Un troisième acteur est nécessaire : la mère porteuse, c’est-à-dire la jument dans laquelle l’embryon va pouvoir se développer jusqu’à sa naissance. C’est pendant la gestation qu’il y a le plus d’échecs, sans que l’on sache vraiment pourquoi. Un certain nombre d’embryon ne s’accrochent pas correctement à la paroi de l’utérus. Il arrive aussi que l’embryon se développe mal et cela aboutit à une fausse-couche.
Pour obtenir Prometea, l’équipe italienne a créé 841 embryons, en utilisant des cellules issues soit d’une jument Haflinger, soit d’un pur-sang arabe. Seulement 22 embryons se sont développés et 17 d’entre eux ont été implantés dans neuf mères porteuses. Pour pimenter un peu le tout, les Italiens ont décidé d’implanter dans l’utérus de la jument Haflinger son propre clone ! Et par le plus grand des hasards, seule cette gestation s’est déroulée correctement. Prometea est donc la copie de sa propre mère, ce qui en fait un individu unique dans la grande galerie des clones.
Une copie non conforme
Un clone est une sorte de jumeau différé dans le temps. Parce qu’il possède exactement les mêmes chromosomes que l’individu original, c’est une copie génétique, mais on a tort de croire que c’est une copie conforme. En effet, toutes les caractéristiques d’un individu ne sont pas définies que par ses chromosomes. Ainsi deux vaches clonées n’ont pas les mêmes taches, et dans le cas de Prometea, elle n’a pas la même liste en tête que sa mère… Au niveau cellulaire, d’autres éléments peuvent différer. Cela se passe hors du noyau, au niveau des mitochondries. Ces petits éléments de la cellule possèdent leurs propres gènes. Or, lorsqu’un animal naît par clonage, les scientifiques ne sont pas capables de contrôler l’origine des mitochondries (voir schéma). Avec le cheval, ce problème revêt un aspect particulier : « Les mitochondries fournissent l’énergie nécessaire au fonctionnement des cellules, un élément essentiel pour un cheval de sport ! Si un cheval et son clone n’ont pas les mêmes mitochondries, ils n’auront pas forcément les mêmes performances physiques », explique le généticien Axel Kahn. Récemment, des chercheurs français ont montré que chez la souris, les mitochondries pouvaient avoir une influence sur l’anatomie du cerveau, sur le développement et le vieillissement. Il y a fort à parier qu’il en soit de même chez tous les mammifères.

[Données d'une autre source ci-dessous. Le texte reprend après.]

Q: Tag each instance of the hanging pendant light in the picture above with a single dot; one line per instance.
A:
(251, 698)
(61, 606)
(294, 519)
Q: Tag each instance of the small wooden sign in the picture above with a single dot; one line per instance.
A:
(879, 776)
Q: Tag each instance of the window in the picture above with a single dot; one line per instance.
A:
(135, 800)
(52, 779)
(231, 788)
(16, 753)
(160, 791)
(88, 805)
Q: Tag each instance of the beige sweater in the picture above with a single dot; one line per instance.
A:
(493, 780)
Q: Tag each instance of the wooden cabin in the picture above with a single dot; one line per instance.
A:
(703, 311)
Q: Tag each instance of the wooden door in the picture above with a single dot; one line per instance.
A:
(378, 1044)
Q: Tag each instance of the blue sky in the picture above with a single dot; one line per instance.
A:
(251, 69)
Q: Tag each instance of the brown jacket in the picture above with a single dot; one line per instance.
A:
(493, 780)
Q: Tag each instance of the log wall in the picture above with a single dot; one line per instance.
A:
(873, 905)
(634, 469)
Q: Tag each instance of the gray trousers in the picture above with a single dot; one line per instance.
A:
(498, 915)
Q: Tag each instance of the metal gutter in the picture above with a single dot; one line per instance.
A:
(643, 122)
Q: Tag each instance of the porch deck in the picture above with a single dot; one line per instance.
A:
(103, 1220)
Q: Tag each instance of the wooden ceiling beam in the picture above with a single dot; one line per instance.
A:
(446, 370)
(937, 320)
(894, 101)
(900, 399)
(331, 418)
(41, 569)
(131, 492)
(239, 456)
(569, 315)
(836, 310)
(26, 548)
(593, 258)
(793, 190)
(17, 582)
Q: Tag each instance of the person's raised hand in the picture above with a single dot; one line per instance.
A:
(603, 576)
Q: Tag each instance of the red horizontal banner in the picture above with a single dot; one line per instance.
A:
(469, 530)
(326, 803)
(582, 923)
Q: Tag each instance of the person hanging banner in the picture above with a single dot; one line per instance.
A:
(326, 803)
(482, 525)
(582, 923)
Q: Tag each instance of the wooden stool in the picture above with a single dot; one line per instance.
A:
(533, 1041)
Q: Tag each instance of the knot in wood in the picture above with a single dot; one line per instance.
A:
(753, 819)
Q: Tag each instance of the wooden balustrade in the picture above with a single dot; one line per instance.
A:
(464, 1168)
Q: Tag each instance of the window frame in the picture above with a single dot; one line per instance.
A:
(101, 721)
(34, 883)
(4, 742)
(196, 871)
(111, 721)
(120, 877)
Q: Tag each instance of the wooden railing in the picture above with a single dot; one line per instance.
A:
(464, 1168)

L’environnement dans lequel se développe un embryon est un facteur important : l’alimentation de la mère peut par exemple influencer la croissance du poulain. C’est pourquoi le choix de la mère porteuse n’est pas un détail et peut lui aussi engendrer des différences entre l’individu original et le clone. Reste ensuite toute la vie après la naissance, l’acquis, dont on sait que c’est un facteur essentiel dans le comportement du cheval. Toutes ces raisons font qu’un clone ne peut pas être la copie exacte d’un individu.